Vice: Project Doom's cover looks like something you'd see on a bootleg GI Joe box, and you'd be forgiven for dismissing it on sight as some cheap 8-bit crap not worth your time. I first came across it while watching Jeff Gertmann blow through some retro games on Giant Bomb dot com, a website that was, at one point, about video games. This is a good case of not judging something by its cover, because Project Doom has great presentation in-game, and backs it up with excellent gameplay and a surprising amount of variety.

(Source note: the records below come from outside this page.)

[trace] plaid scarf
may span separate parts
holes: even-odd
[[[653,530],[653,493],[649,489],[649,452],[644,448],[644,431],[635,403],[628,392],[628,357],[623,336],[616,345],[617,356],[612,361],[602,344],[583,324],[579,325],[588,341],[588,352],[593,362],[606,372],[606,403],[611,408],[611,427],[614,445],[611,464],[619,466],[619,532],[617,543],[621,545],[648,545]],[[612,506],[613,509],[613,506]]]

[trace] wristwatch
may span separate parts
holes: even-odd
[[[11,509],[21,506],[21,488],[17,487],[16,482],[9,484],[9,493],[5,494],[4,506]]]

Vice: Project Doom is broken into three distinct gameplay types: Overhead driving, shooting gallery, and Ninja Gaiden. The comparison gets brought up a lot because it's incredibly appropriate. If it weren't for these being countless other Ninja Gaiden derivatives on the system, I'd question how they got away with it. But what sets this game apart from the other knock offs is the developer's keen understanding of what makes Ninja Gaiden fun, while smartly ditching other elements that held those games back. None of the bosses feel like slowly punching down a brick wall like they do in the Gaiden games, for example, and the level design doesn't feel as punishing to go through after a game over.

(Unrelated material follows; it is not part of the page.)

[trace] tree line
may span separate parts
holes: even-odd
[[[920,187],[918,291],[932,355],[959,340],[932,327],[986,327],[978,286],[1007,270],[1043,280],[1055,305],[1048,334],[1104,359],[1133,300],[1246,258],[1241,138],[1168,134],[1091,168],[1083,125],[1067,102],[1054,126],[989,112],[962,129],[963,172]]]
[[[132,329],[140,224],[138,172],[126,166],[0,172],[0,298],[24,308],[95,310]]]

The other two gameplay modes feel pretty fleshed out in their own right. The overhead driving segments are a lot of fun, and opening the game on one is a great way of immediately throwing the player into the action. It sets the tone and the pace of the game immediately. The shooting gallery sections might be my least favorite of the three types, but they're still solid for what they are (and probably a lot more fun with a light gun, assuming one works with the game, I have no idea.)

The story is presented exactly like it is in Ninja Gaiden, and it's every bit as insane. Aliens have been pulling the strings in our society for decades, but their food source, Gel, has begun to spread through the underworld as a street drug. Detective Hart, a vice cop, has to investigate the corporation the aliens use as a front. And by "investigate" I mean "shoot aliens indiscriminately" and also "commit untold amounts of vehicular manslaughter."

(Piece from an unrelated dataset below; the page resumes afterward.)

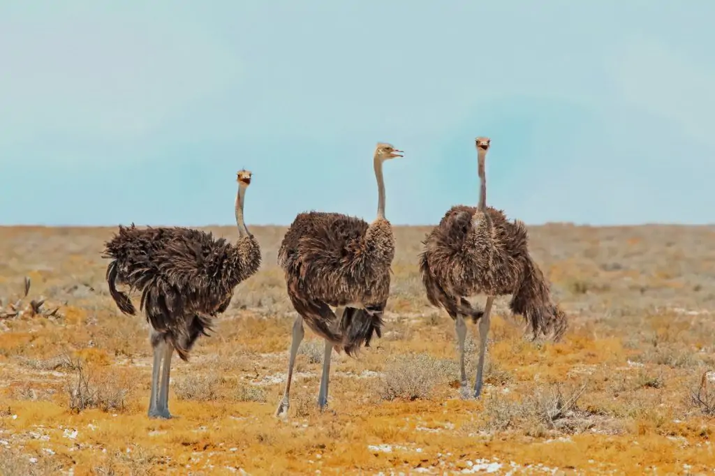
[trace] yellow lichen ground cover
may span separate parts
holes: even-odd
[[[174,359],[176,417],[163,421],[146,416],[148,327],[117,311],[104,280],[112,229],[0,228],[0,475],[711,474],[711,228],[532,227],[571,328],[530,342],[498,299],[480,401],[459,397],[453,323],[422,292],[426,230],[395,229],[383,337],[333,357],[322,413],[322,344],[307,332],[282,421],[285,229],[252,227],[263,267],[190,361]]]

This was a very late era NES game, releasing in 1991 both in Japan and America. It definitely shows as the game really pushes the NES hardware, but I have to wonder how much more they could've gotten up to by making this a 16-bit game instead. Perhaps it's for the best that they didn't, as it's trying to emulate a very specific game. If NES action-platformers are your kind of game, then good news, you can play this on the Switch. Or pirate it! Detective Hart would probably shoot you dead if you so much as thought about it, but he lives in the video game and can't hurt you.

Reviewed on Jun 17, 2022


1 Comment


1 year ago

"Vice: Project Doom's cover looks like something you'd see on a bootleg GI Joe box, and you'd be forgiven for dismissing it on sight as some cheap 8-bit crap not worth your time."

You aren't lying, that game cover is so very bad....like so very very bad.